Ok ai ristori per gli enti impositori
Gli enti locali hanno diritto al ristoro delle spese processuali e all’onorario per l’attività difensiva svolta dai propri funzionari in caso di esito favorevole delle cause tributarie. Dunque, nel caso in cui l’ente impositore risulti vittorioso, se assistito in giudizio da un proprio funzionario o da un proprio dipendente, ha diritto alla liquidazione del compenso nella misura spettante agli avvocati ridotto del 20%. L’onorario deve sempre essere liquidato qualora l’amministrazione pubblica si sia costituita in giudizio. Lo ha chiarito la Corte di cassazione, con l’ordinanza 27634 dell’11 ottobre 2021. Per gli ermellini, nel caso in cui il comune (o altro ente impositore, quali l’Agenzia delle entrate, l’agente della riscossione) risulti vittorioso nel processo tributario, se assistito da un proprio funzionario, ha diritto alla liquidazione del «compenso spettante agli avvocati, con la riduzione del 20% dell’importo complessivo, ivi previsto».
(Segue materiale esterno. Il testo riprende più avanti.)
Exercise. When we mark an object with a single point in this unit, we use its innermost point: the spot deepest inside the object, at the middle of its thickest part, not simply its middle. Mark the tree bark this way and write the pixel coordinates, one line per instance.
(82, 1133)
La materia tributaria ha «una diversa e più specifica disciplina» rispetto ad altri processi in cui è parte l’amministrazione pubblica ed è stata normativamente prevista la «ripetibilità» delle spese processuali, «nell’ipotesi in cui l’attività difensiva sia stata svolta da funzionari dell’amministrazione finanziaria o da dipendenti di enti locali». La questione della difesa in giudizio degli enti locali ha formato in passato oggetto di dibattito, fino a che non è stata risolta per via normativa. L’articolo 11, comma 3, del decreto legislativo 546/1992 prevede che la rappresentanza dell’ente locale nel processo tributario spetta anche ai dirigenti dell’ufficio tributi. Per gli enti privi di questa figura entra in gioco il titolare di posizione organizzativa. Quindi, l’amministrazione nei cui confronti è proposto il ricorso può stare in giudizio anche mediante il dirigente dell’ufficio, ovvero, per gli enti locali privi di figura dirigenziale, mediante il titolare di posizione organizzativa.
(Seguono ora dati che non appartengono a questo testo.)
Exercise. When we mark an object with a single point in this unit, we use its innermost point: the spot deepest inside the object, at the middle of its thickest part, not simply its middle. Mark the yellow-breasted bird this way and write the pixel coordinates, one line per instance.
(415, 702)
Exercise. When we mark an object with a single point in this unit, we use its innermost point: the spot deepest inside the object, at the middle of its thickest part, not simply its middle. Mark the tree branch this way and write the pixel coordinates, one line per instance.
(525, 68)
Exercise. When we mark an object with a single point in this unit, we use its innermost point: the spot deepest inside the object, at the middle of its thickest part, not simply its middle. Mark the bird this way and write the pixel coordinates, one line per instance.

Considerato che vi è un espressa previsione di legge, non è necessario che la rappresentanza venga riconosciuta da una norma statutaria. Ai funzionari e dirigenti, poi, può essere conferito con una delega ad hoc anche il potere di assistere l’ente in giudizio. La disciplina processuale impone l’obbligo dell’assistenza tecnica solo per le parti private ricorrenti, diverse dalle amministrazioni pubbliche (agenzie fiscali, enti locali) o di chi agisce per loro conto (società concessionarie). Per i funzionari che assistono in giudizio gli enti impositori gli onorari devono essere rapportati ai compensi previsti per gli avvocati. L’articolo 15 del decreto sopra citato, in seguito alle modifiche apportate dalla legge di riforma (decreto legislativo 156/2015), ha ampliato la categoria degli enti pubblici ai quali si estende il trattamento riservato agli avvocati per la liquidazione degli onorari. In particolare, è stabilito che nella liquidazione delle spese a favore dell’amministrazione finanziaria, se assistita dai propri funzionari, si applicano gli onorari spettanti agli avvocati, con la riduzione del 20%. Il processo tributario è diventato sempre più tecnico e la difesa da parte di soggetti abilitati, se il valore della causa supera i 3 mila euro, è imposta ex lege. Questo fa lievitare i costi del processo, che è giusto che rimangano a carico di chi soccombe in sede giudiziale. È cresciuto, inoltre, il numero dei soggetti abilitati all’assistenza tecnica dei contribuenti innanzi alle commissioni. All’elenco, già ampio, si sono aggiunti anche i dipendenti dei centri di assistenza fiscale (Caf) e delle relative società di servizi, ai quali è demandata però solo la difesa dei propri assistiti. Questi ultimi possono difendere i propri assistiti esclusivamente nelle controversie che scaturiscono dall’attività di assistenza loro prestata come, per esempio, quelle relative al disconoscimento degli oneri e delle spese indicati nella dichiarazione. Le regole sulle spese giudiziali. Con l’ultimo intervento normativo di riforma (decreto legislativo 156/2015) della disciplina processuale tributaria è stato limitato il potere del giudice di compensare le spese processuali. L’articolo 15 del decreto legislativo 546/1992, quasi interamente riscritto dalla legge di riforma, impone un maggior rigore in caso di soccombenza.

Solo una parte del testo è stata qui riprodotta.